In the vote, all but 7 Democrats and 8 Republicans supported the bill. Senator Joseph I. Lieberman, the Connecticut Democrat who is Mr. Gore's running mate, was campaigning in California and Ohio and did not vote. Senator Daniel K. Akaka, Democrat of Hawaii, also did not vote.

Supporters said the agreement would benefit American business and values. "The Senate has cast an epic and overwhelming vote today," said Senator Daniel Patrick Moynihan, Democrat of New York. "By so doing, we bring China back into the trading system that it helped to establish out of the ashes of the Second World War."

But opponents criticized the measure as one that would undercut America's moral authority in the world, and reward a government that threatens its neighbors, persecutes its citizens and sells advanced weapons to America's enemies.

"The safety and security of the American people come first," Mr. Helms said. "That safety and security will be ensured ultimately not by appeasement, not by the hope of trade at any cost, but by dealing with Communist China without selling out the very moral and spiritual principles that made America great in the first place."

China Applauds Bill's Passage

SHANGHAI, Wednesday, Sept. 20 - China's Foreign Ministry today heralded the Senate's approval of the bill removing restraints on trade as paving the way for more stable relations with Washington.

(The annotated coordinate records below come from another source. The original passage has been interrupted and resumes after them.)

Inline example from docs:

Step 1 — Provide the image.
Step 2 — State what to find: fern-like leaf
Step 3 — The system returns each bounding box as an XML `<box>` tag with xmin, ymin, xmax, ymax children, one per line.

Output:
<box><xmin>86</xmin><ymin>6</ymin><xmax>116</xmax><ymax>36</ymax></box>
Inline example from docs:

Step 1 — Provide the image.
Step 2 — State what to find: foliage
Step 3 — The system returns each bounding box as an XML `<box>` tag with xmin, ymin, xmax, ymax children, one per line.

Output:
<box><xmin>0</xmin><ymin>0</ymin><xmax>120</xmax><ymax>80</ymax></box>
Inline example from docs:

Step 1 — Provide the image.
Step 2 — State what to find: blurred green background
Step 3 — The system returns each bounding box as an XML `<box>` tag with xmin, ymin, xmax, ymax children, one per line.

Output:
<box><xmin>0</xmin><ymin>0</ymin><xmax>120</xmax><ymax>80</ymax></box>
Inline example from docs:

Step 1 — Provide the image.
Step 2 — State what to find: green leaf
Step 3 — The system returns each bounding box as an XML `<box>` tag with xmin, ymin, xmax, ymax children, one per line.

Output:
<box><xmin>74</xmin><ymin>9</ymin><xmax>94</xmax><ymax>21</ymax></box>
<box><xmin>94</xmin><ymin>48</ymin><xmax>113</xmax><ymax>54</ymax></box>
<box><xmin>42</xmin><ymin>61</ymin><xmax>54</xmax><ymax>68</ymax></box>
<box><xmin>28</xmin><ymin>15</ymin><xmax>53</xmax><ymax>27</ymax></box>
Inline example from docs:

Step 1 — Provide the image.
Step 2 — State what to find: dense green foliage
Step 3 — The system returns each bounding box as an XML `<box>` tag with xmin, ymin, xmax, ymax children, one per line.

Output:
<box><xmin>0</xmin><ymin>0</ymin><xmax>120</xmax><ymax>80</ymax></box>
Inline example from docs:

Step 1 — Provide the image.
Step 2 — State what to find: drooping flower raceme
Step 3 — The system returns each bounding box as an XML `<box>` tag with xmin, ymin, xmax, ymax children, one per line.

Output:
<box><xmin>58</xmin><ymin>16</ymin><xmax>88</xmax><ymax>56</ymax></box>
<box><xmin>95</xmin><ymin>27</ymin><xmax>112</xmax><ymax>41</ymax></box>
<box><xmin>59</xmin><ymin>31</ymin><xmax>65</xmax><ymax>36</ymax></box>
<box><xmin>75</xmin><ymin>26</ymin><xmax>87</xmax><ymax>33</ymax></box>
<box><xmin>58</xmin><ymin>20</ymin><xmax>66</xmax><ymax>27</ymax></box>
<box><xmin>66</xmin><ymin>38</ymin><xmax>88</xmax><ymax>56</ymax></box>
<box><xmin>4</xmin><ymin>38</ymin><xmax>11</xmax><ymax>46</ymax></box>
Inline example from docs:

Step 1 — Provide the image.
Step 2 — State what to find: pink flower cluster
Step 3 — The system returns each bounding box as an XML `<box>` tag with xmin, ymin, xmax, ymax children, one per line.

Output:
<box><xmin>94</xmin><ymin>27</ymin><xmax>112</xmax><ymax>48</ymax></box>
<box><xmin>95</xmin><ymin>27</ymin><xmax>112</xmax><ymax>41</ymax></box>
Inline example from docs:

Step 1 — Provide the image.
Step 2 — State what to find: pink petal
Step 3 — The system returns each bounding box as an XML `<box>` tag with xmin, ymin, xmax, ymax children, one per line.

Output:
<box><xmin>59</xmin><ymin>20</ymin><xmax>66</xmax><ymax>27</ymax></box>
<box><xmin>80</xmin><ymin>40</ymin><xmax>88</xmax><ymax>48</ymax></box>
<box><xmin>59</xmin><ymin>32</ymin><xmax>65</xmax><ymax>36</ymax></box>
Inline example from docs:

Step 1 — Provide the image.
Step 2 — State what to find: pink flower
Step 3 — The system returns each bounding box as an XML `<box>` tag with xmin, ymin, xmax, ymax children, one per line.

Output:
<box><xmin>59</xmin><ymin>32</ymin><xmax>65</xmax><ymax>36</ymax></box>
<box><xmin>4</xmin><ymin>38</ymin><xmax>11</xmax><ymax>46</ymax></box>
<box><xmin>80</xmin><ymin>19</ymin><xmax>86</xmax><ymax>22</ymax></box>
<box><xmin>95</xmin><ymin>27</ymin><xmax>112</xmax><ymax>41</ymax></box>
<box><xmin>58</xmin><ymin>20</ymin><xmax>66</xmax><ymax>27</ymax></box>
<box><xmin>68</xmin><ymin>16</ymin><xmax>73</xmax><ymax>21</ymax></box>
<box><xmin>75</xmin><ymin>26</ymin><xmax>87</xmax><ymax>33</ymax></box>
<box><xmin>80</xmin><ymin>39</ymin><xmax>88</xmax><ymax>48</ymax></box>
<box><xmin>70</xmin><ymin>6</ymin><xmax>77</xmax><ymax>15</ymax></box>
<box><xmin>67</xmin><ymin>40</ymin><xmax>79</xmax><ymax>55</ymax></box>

At the same time, China criticized clauses in the bill intended to maintain pressure on Beijing to improve its human rights record. Hu Chusheng, spokesman for the Ministry of Foreign Trade and Economic Cooperation, reiterated irritation at the human rights monitoring panel in the trade bill, saying it "still contains certain clauses that are irrelevant to trade and are intended to interfere in the internal affairs of China."